The results demonstrated that Random Forest and XGBoost obtained similar results in this particular case. Both models highlighted the significance of the amount of rainfall on the current day as the primary predictor of whether it would rain the next day. The presence or absence of rainfall was a critical factor in determining whether the subsequent day would also be classified as rainy. However, one notable limitation of this approach is that rain occurring overnight (for example, during a storm that spans midnight) may result in the following day being classified as rainy, even if precipitation occurred only briefly after midnight. To account for this limitation, the model was tried without that predictor and lead to similar results.
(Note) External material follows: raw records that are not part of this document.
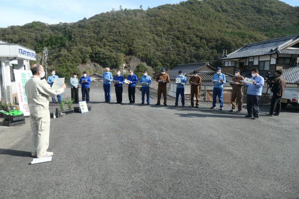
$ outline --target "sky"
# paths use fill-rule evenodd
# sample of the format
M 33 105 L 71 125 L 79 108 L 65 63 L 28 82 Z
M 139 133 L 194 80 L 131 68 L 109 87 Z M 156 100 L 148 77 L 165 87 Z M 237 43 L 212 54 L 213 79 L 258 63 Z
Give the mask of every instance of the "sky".
M 282 0 L 299 6 L 299 0 Z M 102 12 L 123 8 L 144 9 L 181 0 L 1 0 L 0 27 L 21 25 L 34 21 L 48 24 L 74 22 Z

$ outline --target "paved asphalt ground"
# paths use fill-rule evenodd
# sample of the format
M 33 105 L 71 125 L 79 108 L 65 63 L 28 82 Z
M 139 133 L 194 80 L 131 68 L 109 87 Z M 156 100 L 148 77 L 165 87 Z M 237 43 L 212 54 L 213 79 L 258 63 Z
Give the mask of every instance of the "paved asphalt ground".
M 126 88 L 108 104 L 92 88 L 91 112 L 51 120 L 49 163 L 28 164 L 29 118 L 1 126 L 0 198 L 299 198 L 298 107 L 254 120 L 229 104 L 157 107 L 151 93 L 150 106 L 128 104 Z

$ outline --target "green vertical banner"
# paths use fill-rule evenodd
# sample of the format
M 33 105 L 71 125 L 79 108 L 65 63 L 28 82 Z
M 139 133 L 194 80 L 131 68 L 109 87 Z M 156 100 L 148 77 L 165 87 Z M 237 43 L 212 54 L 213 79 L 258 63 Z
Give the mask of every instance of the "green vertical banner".
M 30 112 L 28 106 L 28 100 L 25 93 L 25 84 L 32 77 L 32 73 L 31 71 L 15 69 L 13 70 L 13 73 L 15 79 L 20 110 L 24 113 L 24 115 L 29 115 Z

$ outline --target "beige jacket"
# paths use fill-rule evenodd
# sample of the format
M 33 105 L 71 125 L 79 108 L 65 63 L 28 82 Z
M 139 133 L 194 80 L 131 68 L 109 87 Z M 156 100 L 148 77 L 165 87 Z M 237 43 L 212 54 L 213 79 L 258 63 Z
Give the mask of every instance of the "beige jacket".
M 30 111 L 48 110 L 49 97 L 55 97 L 64 91 L 63 88 L 58 90 L 52 89 L 45 80 L 41 80 L 38 77 L 35 76 L 25 85 L 25 92 Z

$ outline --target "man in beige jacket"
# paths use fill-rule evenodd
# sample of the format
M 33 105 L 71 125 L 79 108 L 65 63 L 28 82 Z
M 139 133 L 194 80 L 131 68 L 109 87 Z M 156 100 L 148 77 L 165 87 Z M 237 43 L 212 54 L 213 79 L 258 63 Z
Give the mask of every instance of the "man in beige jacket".
M 65 84 L 58 90 L 51 88 L 45 80 L 42 66 L 34 64 L 31 67 L 33 77 L 25 85 L 31 120 L 32 144 L 31 155 L 37 158 L 51 156 L 53 153 L 47 151 L 50 133 L 49 97 L 54 97 L 64 91 Z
The second most important variable identified by both models was the dew_point, indicating the relevance of the relationship between humidity and temperature in predicting rainfall. This finding suggests that atmospheric moisture, as captured by the dew point, plays a critical role in determining rain conditions for the next day.